PropFly: Learning to Propagate via On-the-Fly Supervision from Pre-trained Video Diffusion Models¶

Conference: CVPR 2026
Paper: CVF Open Access
Code: None (Project page https://kaist-viclab.github.io/PropFly_site/)
Area: Video Generation
Keywords: Propagation-based Video Editing, Video Diffusion Models, Flow Matching, Classifier-Free Guidance, On-the-fly Supervision

TL;DR¶

PropFly utilizes a frozen pre-trained Video Diffusion Model (VDM) as its own "supervision source": it performs one-step denoising estimates on the same noisy latent using two different CFG scales (low and high) to obtain structure-aligned but semantically distinct "source/target" video pairs. Subsequently, a new GMFM loss is used to train an adapter to learn to propagate the "edited first frame" to the entire video sequence—requiring no paired (original, edited) datasets while significantly surpassing SOTA across multiple video editing benchmarks.

Background & Motivation¶

Background: Text-guided video editing is the mainstream approach, using prompts for transformations like style transfer or local object replacement. While intuitive, it is difficult for users to precisely describe fine-grained visual effects via text, often leading to results that deviate from creative intent. Consequently, "propagation-based editing" has emerged: users precisely edit a single frame, and the model propagates this modification to the entire video while preserving the motion and structure of the original, offering much finer control.

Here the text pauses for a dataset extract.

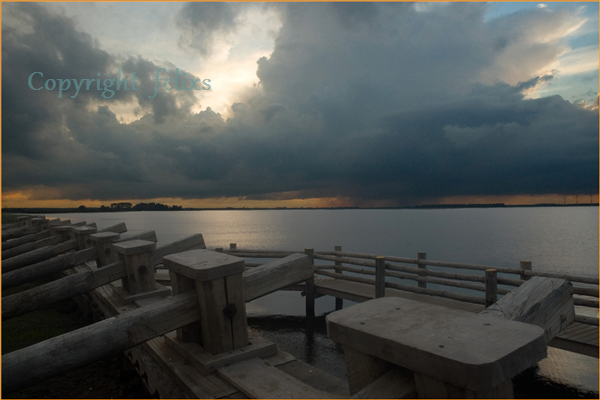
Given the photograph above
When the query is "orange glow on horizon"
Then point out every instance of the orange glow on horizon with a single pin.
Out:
(27, 199)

Limitations of Prior Work: Training propagation models requires large-scale, diverse paired video datasets (source video + edited video), which are extremely expensive and difficult to acquire. Existing workarounds have significant flaws: GenProp uses object segmentation masks to synthesize training pairs, which only allows for local modifications such as "adding/deleting objects" and fails for global stylization; CCEdit / Go-with-the-Flow rely on pre-computed depth maps or optical flow as auxiliary signals, which introduce artifacts if these signals contain errors; Señorita-2M synthesizes paired data through iterative sampling with diffusion models, which is computationally expensive for video and covers limited editing types.

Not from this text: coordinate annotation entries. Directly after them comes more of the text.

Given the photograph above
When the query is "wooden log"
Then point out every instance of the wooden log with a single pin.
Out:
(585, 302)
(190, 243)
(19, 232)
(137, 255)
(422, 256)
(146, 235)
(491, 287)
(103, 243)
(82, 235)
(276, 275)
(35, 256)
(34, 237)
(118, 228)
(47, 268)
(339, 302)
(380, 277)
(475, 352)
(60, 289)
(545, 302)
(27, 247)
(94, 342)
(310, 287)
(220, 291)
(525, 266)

Key Challenge: Propagation editing needs massive and diverse paired supervision to generalize to various edits (local to global); however, paired data is either expensive, narrow in coverage, or reliant on error-prone auxiliary signals—there is a deadlock between supervision signal diversity and acquisition cost.

Key Insight: The authors observe that pre-trained VDMs inherently "know" how to perform various global transformations. Specifically, changing the CFG scale directly modulates the global visual attributes (style, tone, texture) of the output while maintaining the overall video content (Observation 1); furthermore, a one-step clean latent estimate is sufficient, making full iterative denoising unnecessary (Observation 2).

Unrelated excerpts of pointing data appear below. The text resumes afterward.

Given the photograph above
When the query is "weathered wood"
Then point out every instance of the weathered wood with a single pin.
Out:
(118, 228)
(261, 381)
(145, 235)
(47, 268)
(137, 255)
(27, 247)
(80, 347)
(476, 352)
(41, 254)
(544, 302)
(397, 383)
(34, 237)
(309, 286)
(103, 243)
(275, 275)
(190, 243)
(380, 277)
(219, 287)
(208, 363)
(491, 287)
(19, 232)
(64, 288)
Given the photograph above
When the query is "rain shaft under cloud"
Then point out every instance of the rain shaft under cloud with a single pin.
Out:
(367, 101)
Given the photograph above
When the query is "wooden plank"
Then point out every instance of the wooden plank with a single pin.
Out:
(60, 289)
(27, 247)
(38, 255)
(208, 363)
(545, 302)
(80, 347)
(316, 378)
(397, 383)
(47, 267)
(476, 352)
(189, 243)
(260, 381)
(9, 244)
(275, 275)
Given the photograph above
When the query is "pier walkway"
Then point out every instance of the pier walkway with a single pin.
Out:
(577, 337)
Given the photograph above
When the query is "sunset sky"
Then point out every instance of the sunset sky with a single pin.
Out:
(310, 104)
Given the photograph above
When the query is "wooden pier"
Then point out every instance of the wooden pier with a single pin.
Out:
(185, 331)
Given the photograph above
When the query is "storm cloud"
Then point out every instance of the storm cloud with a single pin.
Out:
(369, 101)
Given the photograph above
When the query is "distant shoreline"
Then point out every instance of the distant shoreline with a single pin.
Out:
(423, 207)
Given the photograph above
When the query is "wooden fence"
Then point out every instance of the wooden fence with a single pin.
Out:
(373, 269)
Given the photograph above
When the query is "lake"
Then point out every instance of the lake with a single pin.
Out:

Core Idea: For a single noisy latent, low CFG is used as the "source" and high CFG as the "target." By estimating two structure-aligned but semantically distinct latents in a single step, infinitely diverse training pairs are synthesized on-the-fly. An adapter is then trained to learn the transformation between these pairs—effectively converting the VDM's "generative capability" into "propagation supervision."

Method¶

Overall Architecture¶

PropFly is a training pipeline designed to attach a trainable adapter to a frozen pre-trained VDM, enabling it to learn "propagating the edited first frame to the entire source video." The pipeline consists of three steps: (a) sampling a "video latent + text" pair from a video dataset and expanding the caption into an augmented prompt \(c_\text{aug}\) using Randomized Style Prompt Fusion (RSPF); (b) adding noise to the video to obtain \(x_t\) and performing one-step clean latent estimates with the frozen VDM at low/high CFG scales to generate a "source latent \(\hat{x}^{\text{low}}_{0|t}\) / target latent \(\hat{x}^{\text{high}}_{0|t}\)" pair on-the-fly; (c) the adapter predicts velocity conditioned on the entire source latent (structure) + target latent first frame (style) + augmented text, using GMFM loss to align with the VDM's high-CFG velocity.

The base uses a frozen Wan2.1 T2V model, and the adapter is a VACE adapter initialized from I2V weights, injecting features into the frozen backbone at stride \(S_\text{in}\). The entire video latent and the edited first-frame latent are concatenated along the temporal dimension before being fed to the adapter.

%%{init: {'flowchart': {'rankSpacing': 24, 'nodeSpacing': 28, 'padding': 6, 'wrappingWidth': 400}}}%%
flowchart TD
    A["Video-Text Pair x0, ctext"] --> B["Randomized Style Prompt Fusion RSPF<br/>caug = Style + Original caption"]
    B --> C["Add Noise to get xt<br/>+ Frozen VDM Velocity Prediction"]
    C --> D["On-the-fly Data Pair Generation<br/>Low/High CFG One-step Estimation<br/>→ Aligned Source/Target Latents"]
    D --> E["Adapter + Guidance-Modulated Flow Matching GMFM<br/>Conditions: Source Structure + Target First-frame Style"]
    E --> F["Propagation Vide Editing Model"]

Key Designs¶

1. On-the-fly Data Pair Generation: Using CFG scale differences and one-step estimation to create aligned yet semantically distinct source/target pairs.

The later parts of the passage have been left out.